Energy Carta
- Founded: 2007
- Registration no.: T08SS0145F
- Focus: Clean energy, sustainable development
- Location: Singapore;
- Region served: Asia Pacific
- Method: Events, focus group discussions, information portals, initiatives
- Employees: 30
- Website: http://www.energycarta.org/

= Energy Carta =

Organization

Energy Carta is a non-profit organization founded in Singapore by a team of young adults.

It promotes its cause by bringing stakeholders together to have discourse and provide solutions to the climate change issues the world faces. In particular, it seeks to promote interest amongst the grassroots and students

It was awarded the Special Mention Award of the 2013 Singapore Energy Award.

==Objectives==

===Educate===
- To raise grassroots awareness, particularly amongst students, towards clean technology and the opportunities available in this emerging industry.
- Highlight to the future leaders of the world the importance of economics, technology and policies in resolving climate change issues.
- Raising environmental awareness towards global warming and climate change.

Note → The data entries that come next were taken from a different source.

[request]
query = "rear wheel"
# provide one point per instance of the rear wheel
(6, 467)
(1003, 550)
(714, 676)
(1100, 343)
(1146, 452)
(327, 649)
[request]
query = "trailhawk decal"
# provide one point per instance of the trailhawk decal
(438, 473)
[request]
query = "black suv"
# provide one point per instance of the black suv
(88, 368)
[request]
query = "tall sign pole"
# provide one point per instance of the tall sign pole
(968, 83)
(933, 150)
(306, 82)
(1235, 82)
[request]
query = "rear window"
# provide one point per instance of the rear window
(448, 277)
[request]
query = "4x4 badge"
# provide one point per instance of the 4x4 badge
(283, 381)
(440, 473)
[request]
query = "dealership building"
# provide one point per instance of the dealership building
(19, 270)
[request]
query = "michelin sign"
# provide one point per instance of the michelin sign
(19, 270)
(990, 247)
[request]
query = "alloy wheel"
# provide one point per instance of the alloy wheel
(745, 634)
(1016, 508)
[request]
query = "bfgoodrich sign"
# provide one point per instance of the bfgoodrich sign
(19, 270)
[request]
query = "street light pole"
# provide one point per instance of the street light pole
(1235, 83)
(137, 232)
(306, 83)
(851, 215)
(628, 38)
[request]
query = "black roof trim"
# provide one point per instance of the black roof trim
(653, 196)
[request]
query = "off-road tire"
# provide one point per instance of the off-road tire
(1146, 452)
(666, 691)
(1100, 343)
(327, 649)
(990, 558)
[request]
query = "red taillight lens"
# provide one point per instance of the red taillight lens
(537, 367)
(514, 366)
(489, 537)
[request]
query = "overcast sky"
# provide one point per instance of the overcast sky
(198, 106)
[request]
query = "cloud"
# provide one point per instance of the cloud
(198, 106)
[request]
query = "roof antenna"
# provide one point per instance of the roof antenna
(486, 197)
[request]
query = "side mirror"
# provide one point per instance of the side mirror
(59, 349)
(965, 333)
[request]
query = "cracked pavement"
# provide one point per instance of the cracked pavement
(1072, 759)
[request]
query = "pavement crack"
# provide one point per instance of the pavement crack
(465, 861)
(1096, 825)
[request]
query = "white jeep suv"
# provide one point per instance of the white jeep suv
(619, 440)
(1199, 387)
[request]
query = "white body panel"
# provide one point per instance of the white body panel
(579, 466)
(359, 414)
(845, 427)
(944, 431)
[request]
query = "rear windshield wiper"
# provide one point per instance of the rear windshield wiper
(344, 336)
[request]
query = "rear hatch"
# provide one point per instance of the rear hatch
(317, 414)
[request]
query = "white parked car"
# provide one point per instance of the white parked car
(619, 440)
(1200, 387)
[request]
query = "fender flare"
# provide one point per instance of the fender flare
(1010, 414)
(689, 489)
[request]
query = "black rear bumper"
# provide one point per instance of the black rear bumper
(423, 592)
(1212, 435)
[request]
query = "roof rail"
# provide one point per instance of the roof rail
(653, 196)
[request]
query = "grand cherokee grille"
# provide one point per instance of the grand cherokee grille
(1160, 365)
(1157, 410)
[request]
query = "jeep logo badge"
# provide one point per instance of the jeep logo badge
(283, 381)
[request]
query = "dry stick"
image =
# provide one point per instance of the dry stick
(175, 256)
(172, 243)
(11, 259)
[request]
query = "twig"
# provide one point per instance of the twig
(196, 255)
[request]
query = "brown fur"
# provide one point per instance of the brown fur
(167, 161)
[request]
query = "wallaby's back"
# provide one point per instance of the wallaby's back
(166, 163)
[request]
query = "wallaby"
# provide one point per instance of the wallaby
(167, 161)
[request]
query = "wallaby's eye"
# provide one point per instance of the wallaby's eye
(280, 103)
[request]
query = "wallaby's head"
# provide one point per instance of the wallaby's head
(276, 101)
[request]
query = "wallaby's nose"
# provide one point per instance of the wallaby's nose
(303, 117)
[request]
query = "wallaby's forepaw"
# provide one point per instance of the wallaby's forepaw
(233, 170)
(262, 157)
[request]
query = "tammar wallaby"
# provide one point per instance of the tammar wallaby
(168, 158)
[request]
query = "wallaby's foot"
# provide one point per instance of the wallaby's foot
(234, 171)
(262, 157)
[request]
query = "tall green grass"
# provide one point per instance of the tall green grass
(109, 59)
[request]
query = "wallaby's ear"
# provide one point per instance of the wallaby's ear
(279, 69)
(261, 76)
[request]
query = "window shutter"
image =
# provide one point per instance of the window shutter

===Engage all stakeholders===
- Stakeholders include policymakers in government, non-governmental organizations, institutes, engineers, entrepreneurs, corporate leaders, academics, and student activists.
- To engage these stakeholders to allow for discourse and creation of economic opportunities.
- Be the interface between the student population and the industry; realizing and publicizing the opportunities including jobs, internships, research projects, creation of startups etc.

===Focus on Asia===
- Highlight the economic potential, environmental urgency and possibilities within Asia, particularly favorable policies, emerging markets and technology.

==Team==
Energy Carta comprises over 30 student members with international and leadership experiences, with members from parts of the world such as China, India, Malaysia, Bangladesh, Singapore and Kenya. Some of the team has spent time working internationally in industry and studying in universities across the United States, Europe, China and Singapore, including Stanford University, Wharton School of the University of Pennsylvania, Fudan University, the Royal Institute of Technology (KTH) Sweden KTH and the National University of Singapore (NUS). Many of them have led teams to organize international conferences and competitions including Harvard Project for Asian and International Relations, Start-Up@Singapore and BioBiz.

==Events==
Energy Carta events include:
- Organizing an annual flagship conference on energy related issues, the first of which was a regional student conference in Oct 2008 focused on clean energy, targeting 200-300 students.
- Smaller scale events such as panel sessions, lecture series, round table discussions and job fairs organized on a monthly basis for an audience of 50-100 students.
- Collaborating with university departments, institutes and companies in pursuing hands-on activities pertaining to technology, policy and market research.
- Sourcing for internship, job opportunities, commercial, research and technical projects for its members to engage in.
- Embarking on energy efficiency initiatives within the school campus.